Is the Youth Enterprise Fund really meeting its objectives?

What you need to know:

  • Growth of any firm, fund or project heavily depends on it learning its first key lessons after inception. However, the Youth Enterprise Fund seems to be running rudderless.
  • The fact that the position apparently has no security of tenure makes independent decision-making difficult

For the last ten years, youth have been the platform on which politicians have played their dangerous games of control and power, feeding on scraps thrown at them by the political class.

One initiative that was touted as a source of opportunity during this time is the Youth Enterprise Fund.

Since inception, no statistics have been released of how many jobs have been created, or how many firms have grown from nothing to something because of the Fund.

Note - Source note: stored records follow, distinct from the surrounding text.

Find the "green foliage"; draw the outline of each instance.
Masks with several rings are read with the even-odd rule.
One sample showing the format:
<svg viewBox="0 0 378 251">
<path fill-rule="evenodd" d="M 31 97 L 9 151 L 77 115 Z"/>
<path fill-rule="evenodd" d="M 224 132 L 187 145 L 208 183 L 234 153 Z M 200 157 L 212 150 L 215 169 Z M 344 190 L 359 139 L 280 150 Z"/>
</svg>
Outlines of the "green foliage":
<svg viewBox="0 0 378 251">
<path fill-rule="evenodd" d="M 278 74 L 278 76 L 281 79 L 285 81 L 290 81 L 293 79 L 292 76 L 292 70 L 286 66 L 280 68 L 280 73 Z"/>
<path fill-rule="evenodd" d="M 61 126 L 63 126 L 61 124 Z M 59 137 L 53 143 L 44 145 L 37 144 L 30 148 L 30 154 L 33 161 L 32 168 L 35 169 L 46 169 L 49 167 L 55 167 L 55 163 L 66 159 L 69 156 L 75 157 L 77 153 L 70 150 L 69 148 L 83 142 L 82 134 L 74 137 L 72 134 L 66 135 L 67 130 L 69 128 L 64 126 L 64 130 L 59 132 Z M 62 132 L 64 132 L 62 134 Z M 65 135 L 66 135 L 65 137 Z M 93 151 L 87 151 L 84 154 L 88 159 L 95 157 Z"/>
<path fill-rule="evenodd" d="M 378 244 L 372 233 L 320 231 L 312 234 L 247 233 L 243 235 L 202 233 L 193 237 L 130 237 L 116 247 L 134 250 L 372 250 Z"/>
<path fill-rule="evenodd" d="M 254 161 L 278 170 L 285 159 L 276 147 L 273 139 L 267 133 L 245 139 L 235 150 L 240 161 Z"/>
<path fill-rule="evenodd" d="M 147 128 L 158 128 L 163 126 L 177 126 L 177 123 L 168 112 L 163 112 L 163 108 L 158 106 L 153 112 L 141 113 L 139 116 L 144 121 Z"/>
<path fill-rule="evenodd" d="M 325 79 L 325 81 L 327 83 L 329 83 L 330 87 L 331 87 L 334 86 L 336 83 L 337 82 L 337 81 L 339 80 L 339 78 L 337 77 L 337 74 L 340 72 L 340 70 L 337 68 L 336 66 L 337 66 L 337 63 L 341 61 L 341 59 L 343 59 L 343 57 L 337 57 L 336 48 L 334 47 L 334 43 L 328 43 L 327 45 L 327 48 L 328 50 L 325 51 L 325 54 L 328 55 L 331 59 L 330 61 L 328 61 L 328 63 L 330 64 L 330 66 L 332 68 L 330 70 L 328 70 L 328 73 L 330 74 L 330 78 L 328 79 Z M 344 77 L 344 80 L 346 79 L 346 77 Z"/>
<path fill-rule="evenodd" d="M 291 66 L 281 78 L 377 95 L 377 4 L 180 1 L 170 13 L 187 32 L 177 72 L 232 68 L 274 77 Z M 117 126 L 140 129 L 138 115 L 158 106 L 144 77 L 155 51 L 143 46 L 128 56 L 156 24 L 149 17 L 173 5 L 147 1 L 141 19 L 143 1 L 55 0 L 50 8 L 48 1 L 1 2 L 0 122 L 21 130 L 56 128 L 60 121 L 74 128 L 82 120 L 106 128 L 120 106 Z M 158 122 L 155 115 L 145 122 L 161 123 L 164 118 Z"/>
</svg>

We do not know how many of these jobs are permanent, how many casual. There is no statistical evidence concerning exactly how much of the money given out has been repaid, and at what interest rate. It is not possible to find this information from the Fund's latest progress report.

To me, it's like a worm-hole that has been benefiting the connected. It has failed in its key mandate, which is to grow entrepreneurship in the country.

By now I would have expected to see empirical evidence ‎on the growth of youth SMEs, in terms of how many per district or per sector, and how many businesses are individually owned or group owned.

SEEMINGLY RUDDERLESS

Growth of any firm, fund or project heavily depends on it learning its first key lessons after inception. However, the Youth Enterprise Fund seems to be running rudderless.

This is not only dangerous, but the very essence of corruption, given that the money used comes from public funds.

The dismissal of Gor Selemang’o and his replacement with Bruce Odhiambo seems to confirm that the position of the Chairman is political. This raises accountability issues given that the holder of the office will ostensibly be serving the interests of his or her appointing authority and not the youth as should be the case. The fact that the position apparently has no security of tenure makes independent decision-making difficult

The fund has the chance to reduce youth unemployment and under-employment, and inject much-needed support for entrepreneurial ventures in key sectors like manufacturing, agriculture and support service industries, creating an additional two million jobs annually, all permanent.

But are those in charge aware of this? Do they even care, or is the Fund just a carrot to dangle before the youth when the political class needs them to run around throwing stones at their opponents?